Graz/Wien (OTS) – Das AIT Austrian Institute of Technology entwickelt
gemeinsam mit der
Steiermärkischen Krankenanstaltengesellschaft (KAGes), der MedUniGraz
und dem AIT-Spin-off telbiomed mit OnkoMobil eine digitale Lösung für
die strukturierte onkologische Nachsorge. Brustkrebs wurde als erster
Einsatzbereich priorisiert. Die Web-Anwendung unterstützt
Patientinnen und Behandlungsteams in der Steiermark mit klar
definierten Nachsorgeschritten, gebündelten Informationen und
sicheren digitalen Kommunikationswegen.
Die onkologische Nachsorge erstreckt sich über viele Jahre und
umfasst zahlreiche Disziplinen in einem Krankenhaus. So sind
beispielsweise am LKH-Univ. Klinikum Graz mehrere Klinikambulanzen
und unterschiedliche Berufsgruppen involviert, wie Ärzt:innen,
Pflegefachkräfte oder Psychoonkolog:innen. Generell findet die
onkologische Nachsorge mehrheitlich im Krankenhaus statt. Einige
Untersuchungen eignen sich jedoch besonders, um sie wohnortnäher bei
Patientinnen durchzuführen. Zu diesem Zweck wird OnkoMobil
entwickelt, damit Patientinnen nicht nur digital und sicher durch die
Nachsorge geführt werden, sondern auch außerhalb des Krankenhauses
ihre Nachsorgetermine in gleichbleibender Qualität wahrnehmen können.

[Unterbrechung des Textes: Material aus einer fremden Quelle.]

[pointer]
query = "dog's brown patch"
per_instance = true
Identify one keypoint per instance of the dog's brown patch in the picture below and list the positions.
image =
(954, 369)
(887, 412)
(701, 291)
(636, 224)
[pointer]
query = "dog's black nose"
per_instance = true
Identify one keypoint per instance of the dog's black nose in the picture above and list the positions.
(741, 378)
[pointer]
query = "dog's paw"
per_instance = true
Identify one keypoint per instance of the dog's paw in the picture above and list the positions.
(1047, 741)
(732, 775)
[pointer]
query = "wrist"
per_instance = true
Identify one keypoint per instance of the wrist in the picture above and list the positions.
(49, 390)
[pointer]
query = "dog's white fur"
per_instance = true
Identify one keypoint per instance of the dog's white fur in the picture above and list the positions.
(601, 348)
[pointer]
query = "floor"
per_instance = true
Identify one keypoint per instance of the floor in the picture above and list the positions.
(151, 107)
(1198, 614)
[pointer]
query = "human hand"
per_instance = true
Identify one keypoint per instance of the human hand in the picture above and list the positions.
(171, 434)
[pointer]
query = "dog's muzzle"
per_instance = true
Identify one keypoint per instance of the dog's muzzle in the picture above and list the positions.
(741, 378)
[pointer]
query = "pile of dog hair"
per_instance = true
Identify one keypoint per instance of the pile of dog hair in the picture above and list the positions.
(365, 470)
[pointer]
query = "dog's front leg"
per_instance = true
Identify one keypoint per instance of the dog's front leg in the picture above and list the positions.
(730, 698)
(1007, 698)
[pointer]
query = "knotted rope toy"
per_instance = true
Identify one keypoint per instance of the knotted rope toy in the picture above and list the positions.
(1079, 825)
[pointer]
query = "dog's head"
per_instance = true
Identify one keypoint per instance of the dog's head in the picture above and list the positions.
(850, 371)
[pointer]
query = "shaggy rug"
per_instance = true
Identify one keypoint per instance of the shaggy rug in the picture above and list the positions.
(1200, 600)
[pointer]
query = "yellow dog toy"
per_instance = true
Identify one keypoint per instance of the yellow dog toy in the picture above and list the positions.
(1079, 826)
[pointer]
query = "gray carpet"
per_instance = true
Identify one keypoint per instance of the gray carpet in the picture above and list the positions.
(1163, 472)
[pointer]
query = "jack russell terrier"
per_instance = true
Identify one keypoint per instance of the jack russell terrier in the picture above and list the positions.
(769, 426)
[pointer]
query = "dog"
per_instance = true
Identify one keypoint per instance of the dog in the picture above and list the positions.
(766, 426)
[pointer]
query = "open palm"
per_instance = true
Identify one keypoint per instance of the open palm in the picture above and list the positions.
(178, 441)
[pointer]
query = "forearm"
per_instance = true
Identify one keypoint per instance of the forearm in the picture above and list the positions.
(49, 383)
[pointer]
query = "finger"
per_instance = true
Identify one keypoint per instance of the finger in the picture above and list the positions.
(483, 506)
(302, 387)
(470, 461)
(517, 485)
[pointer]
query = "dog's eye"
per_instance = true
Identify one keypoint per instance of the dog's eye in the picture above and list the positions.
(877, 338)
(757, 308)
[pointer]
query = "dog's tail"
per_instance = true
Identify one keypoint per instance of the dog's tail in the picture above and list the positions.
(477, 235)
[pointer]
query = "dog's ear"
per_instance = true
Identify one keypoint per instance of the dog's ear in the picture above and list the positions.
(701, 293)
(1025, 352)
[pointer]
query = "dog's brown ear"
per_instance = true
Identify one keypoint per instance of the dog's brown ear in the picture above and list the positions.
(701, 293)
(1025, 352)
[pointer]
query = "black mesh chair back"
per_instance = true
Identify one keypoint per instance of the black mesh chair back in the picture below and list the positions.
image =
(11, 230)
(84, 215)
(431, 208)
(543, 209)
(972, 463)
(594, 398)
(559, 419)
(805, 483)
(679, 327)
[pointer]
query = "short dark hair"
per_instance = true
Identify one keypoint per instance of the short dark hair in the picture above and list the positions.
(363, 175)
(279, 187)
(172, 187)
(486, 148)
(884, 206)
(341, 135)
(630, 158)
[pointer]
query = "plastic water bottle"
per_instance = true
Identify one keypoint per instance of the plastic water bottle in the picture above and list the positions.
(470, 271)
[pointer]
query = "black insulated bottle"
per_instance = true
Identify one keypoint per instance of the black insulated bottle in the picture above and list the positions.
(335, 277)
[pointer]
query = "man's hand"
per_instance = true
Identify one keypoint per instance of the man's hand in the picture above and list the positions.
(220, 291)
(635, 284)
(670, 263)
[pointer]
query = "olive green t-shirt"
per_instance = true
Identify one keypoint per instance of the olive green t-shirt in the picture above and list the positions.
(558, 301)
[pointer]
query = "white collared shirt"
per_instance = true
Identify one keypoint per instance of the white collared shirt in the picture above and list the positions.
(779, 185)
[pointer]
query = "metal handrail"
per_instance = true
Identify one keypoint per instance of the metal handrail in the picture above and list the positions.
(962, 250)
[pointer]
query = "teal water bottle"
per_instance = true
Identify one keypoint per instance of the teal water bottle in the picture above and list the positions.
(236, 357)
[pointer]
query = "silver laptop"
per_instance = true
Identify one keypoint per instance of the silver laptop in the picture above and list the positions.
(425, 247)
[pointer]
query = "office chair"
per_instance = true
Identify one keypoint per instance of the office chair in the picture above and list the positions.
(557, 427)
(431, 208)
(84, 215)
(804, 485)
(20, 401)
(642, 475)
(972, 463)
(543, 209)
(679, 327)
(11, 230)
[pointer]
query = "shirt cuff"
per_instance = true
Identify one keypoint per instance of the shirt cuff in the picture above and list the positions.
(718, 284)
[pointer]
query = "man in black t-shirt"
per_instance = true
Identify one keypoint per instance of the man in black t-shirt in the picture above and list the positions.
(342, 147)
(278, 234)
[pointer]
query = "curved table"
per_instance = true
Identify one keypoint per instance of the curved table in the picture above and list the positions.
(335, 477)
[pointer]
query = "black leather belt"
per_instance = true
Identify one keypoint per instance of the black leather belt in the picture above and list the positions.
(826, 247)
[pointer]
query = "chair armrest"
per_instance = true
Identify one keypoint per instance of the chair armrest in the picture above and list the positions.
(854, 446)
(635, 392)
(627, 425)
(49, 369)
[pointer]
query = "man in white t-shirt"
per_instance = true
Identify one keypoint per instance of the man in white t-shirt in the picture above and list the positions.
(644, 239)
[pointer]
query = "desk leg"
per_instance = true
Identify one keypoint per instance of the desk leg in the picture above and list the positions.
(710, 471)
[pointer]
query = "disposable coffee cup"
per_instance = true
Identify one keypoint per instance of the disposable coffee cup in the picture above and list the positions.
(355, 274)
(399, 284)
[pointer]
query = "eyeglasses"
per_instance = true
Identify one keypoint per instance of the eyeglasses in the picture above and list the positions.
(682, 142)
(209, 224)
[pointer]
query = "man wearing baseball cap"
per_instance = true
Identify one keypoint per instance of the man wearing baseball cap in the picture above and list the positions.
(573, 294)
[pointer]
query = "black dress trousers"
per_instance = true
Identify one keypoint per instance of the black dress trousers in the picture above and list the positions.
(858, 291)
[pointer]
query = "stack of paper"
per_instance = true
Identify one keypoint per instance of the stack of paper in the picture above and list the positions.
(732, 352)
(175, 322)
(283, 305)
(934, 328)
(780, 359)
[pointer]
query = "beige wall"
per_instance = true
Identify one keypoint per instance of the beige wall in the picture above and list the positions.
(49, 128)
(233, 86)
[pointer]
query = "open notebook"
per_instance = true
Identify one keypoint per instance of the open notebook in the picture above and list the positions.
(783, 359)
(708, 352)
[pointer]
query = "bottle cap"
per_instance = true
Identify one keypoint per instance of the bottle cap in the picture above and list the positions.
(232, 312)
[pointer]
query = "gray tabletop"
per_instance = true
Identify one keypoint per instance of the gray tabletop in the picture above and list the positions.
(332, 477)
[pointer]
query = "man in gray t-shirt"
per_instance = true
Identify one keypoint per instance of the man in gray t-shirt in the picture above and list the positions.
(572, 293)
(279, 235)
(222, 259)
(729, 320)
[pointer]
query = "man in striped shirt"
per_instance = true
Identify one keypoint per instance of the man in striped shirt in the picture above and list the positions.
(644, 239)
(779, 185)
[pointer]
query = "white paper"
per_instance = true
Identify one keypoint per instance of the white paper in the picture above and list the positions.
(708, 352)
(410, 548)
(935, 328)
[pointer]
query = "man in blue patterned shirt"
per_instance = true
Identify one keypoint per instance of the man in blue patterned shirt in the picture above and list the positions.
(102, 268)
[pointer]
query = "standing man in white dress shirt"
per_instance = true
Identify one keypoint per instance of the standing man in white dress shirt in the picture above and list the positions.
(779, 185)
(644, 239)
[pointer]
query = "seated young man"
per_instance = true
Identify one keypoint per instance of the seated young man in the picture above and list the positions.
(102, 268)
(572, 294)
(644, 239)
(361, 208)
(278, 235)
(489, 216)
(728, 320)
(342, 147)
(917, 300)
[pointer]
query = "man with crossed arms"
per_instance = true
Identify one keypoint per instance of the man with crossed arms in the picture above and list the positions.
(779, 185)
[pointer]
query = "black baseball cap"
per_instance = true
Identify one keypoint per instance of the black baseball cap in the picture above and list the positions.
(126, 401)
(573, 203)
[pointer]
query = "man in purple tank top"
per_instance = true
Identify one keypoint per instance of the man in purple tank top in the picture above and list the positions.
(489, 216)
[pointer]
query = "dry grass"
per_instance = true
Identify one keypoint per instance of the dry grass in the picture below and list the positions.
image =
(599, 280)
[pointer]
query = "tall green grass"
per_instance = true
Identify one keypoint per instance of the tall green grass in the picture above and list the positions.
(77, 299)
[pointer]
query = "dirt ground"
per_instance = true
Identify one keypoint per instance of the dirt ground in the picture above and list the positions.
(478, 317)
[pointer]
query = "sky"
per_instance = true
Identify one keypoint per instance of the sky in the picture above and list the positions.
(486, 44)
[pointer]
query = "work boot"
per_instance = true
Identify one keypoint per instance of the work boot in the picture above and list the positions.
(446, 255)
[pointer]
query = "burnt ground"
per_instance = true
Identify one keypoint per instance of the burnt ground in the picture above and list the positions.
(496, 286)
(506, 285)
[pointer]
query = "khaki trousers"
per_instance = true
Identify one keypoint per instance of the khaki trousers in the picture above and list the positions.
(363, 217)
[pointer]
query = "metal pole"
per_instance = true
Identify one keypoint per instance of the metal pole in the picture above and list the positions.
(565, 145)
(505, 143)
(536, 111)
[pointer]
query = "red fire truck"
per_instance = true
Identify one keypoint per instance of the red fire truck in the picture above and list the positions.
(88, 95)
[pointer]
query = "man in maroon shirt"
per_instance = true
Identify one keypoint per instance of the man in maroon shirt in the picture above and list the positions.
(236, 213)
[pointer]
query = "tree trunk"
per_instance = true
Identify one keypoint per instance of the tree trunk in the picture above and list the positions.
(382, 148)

„Mit OnkoMobil wird die Nachsorge wohnortzentriert und digital
organisiert. Ein leitlinienkonformer Behandlungspfad für
Brustkrebspatientinnen, transparente Prozesse für alle Beteiligten,
verlässliche Daten und die Möglichkeit eines Telekonsils mit den
Expert:innen im Krankenhaus runden das Angebot ab. Das und noch
vieles mehr werden mit OnkoMobil – gemeinsam mit KAGes, MedUniGraz
und telbiomed – umgesetzt“, erklärt Angelika Rzepka , Digital Health
Expertin am AIT.
Zwtl.: Baustein im Digital-Health-Portfolio des AIT
OnkoMobil ist Teil des Digital-Health-Portfolios des AIT, das
sich auf die Digitalisierung medizinischer Behandlungspfade
konzentriert. Zum Einsatz kommen erprobte, modulare Komponenten wie
sicherer Zugang, strukturierte Verlaufsdokumentation und integrierte
Videobetreuung. Ziel ist es, Abläufe zu vereinheitlichen und
skalierbar zu machen, um Behandlungsteams zu entlasten und
Patientinnen eine verlässliche, wohnortnahe Nachsorge zu bieten.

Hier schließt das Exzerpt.